Тотчас начинались шуточки и остроты.
– Слышь, Ахванасьев, в лес за дровами зовут.
– Микитин, перчатки надень, неравно с барышнями повстречаешься.
Кутишинцы говорят аварским наречием, разговор их, особенно женщин, сопровождается крайне неприятными для слуха прищелкиваниями, чмоканием, хрипением, какими-то гортанными звуками, напоминающими иногда громкое лакание собаками жидкости. Уморительно бывало, когда женщины повздорят и затараторят, а это у них поминутно случалось: тут уже польется поток каких-то диких звуков, вовсе не похожих на человеческий говор.

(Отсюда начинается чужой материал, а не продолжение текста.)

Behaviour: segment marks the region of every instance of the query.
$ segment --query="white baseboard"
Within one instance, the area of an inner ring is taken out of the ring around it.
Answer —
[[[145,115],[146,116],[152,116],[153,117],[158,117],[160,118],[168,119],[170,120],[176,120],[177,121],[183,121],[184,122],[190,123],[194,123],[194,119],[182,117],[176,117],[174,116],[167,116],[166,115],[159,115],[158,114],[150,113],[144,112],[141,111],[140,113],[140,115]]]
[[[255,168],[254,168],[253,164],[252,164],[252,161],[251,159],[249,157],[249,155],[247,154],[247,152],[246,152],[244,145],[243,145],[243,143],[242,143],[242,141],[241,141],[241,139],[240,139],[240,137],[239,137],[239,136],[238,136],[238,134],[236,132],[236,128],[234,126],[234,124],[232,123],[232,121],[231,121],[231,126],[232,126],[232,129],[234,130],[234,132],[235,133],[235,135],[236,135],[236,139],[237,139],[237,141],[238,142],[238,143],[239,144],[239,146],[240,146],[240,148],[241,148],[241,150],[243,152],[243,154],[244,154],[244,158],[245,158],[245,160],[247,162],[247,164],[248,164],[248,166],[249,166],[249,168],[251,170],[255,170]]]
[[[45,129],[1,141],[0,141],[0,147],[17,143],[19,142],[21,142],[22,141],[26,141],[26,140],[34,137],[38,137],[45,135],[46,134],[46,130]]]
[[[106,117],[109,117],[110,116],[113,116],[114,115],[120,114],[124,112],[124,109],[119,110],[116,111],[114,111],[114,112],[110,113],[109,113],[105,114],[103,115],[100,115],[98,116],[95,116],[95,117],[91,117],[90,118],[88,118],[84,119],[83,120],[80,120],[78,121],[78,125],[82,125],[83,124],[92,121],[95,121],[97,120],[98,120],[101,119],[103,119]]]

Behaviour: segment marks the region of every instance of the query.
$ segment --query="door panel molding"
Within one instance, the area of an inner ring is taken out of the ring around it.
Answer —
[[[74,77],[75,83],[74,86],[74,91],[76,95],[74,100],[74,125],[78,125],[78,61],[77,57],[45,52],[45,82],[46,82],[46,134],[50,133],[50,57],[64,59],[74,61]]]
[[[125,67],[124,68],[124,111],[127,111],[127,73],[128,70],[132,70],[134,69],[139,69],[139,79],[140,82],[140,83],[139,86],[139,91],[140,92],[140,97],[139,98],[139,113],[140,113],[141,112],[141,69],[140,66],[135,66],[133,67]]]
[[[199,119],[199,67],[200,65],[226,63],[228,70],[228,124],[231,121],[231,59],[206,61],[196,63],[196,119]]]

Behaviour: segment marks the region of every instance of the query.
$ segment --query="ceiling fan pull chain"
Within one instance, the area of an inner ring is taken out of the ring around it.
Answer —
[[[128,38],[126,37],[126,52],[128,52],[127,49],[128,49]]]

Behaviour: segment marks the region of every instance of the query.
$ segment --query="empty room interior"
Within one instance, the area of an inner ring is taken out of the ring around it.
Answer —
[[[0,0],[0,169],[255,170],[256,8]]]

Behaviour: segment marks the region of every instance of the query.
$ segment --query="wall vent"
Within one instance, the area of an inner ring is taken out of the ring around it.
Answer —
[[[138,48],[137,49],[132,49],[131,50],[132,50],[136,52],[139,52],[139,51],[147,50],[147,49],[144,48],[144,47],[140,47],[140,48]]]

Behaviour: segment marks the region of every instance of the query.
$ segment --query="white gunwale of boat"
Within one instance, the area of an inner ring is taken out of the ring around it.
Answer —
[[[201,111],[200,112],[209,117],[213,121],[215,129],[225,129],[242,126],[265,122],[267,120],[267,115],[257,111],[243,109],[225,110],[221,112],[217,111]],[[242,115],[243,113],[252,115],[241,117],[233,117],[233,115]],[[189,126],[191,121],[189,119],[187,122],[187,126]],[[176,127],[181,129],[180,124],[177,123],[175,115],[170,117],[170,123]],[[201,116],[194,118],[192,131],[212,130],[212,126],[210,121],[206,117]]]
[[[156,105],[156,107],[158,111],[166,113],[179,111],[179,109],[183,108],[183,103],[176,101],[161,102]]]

Наружность мужчин и женщин почти без исключения очень непривлекательна. Весьма некрасивый тип лица, не похожий ни на монгольский, как у кумыков и некоторых кабардинцев, ни на кавказский, как у черкесов и христианского населения Закавказья, ни на персидский, преобладающий в мусульманских провинциях края, ни даже на чеченский или лезгинский, напоминающий по преобладающему числу русых, даже светло-русых людей народы более северных европейских стран. Костюм некрасивый, нечто среднее между черкесским и татарским, придает им аляповатый, неуклюжий вид. Вообще, повторяю, акушинцы своей наружностью уступали почти всем другим многочисленным племенам Кавказа, с которыми мне пришлось знакомиться. Женщины в длинных рубахах синего и преимущественно зеленого коленкора, обшитого по рукавам и подолу красными или желтыми ситцевыми полосками, на головах белые повязки, на ногах такая же обувь, как у мужчин, то есть неуклюжий кожаный чувяк и почти до колен обмотанный ремешком кусок белого войлока – все, и повязка, и рубаха, грязны до невероятной степени. Все горцы о мытье белья и понятия не имеют: раз надел рубаху, как есть из отрезанного от всей штуки зеленого коленкора, лоснящегося фабричным крахмалом, и носит до тех пор, пока клочья не полетят. Представьте же себе, каково это должно быть у женщин, занятых приготовлением кизяков по самому простому ручному способу. К особенностям костюма нужно причислить тулупы, длинные до пят, с широкими откидными воротниками и длинными рукавами, постепенно книзу суживающимися и служащими только украшением, ибо рук в них никогда не вдевают. Чем богаче или почетнее человек, тем шуба его полнее, рукава длиннее, до самой земли, воротник ниже, больше обхватывает плечи и даже украшен двумя-тремя овечьими хвостиками, точь-в-точь как еще недавно делалось у собольих и куньих воротников наших дам. Из этих тулупов, особенно мужчины, почти никогда не выходят; женщины, как работающие, чаще оставляют их дома; мужчины же – разве когда нужно поехать подальше или взяться за какую-нибудь работу потяжелее.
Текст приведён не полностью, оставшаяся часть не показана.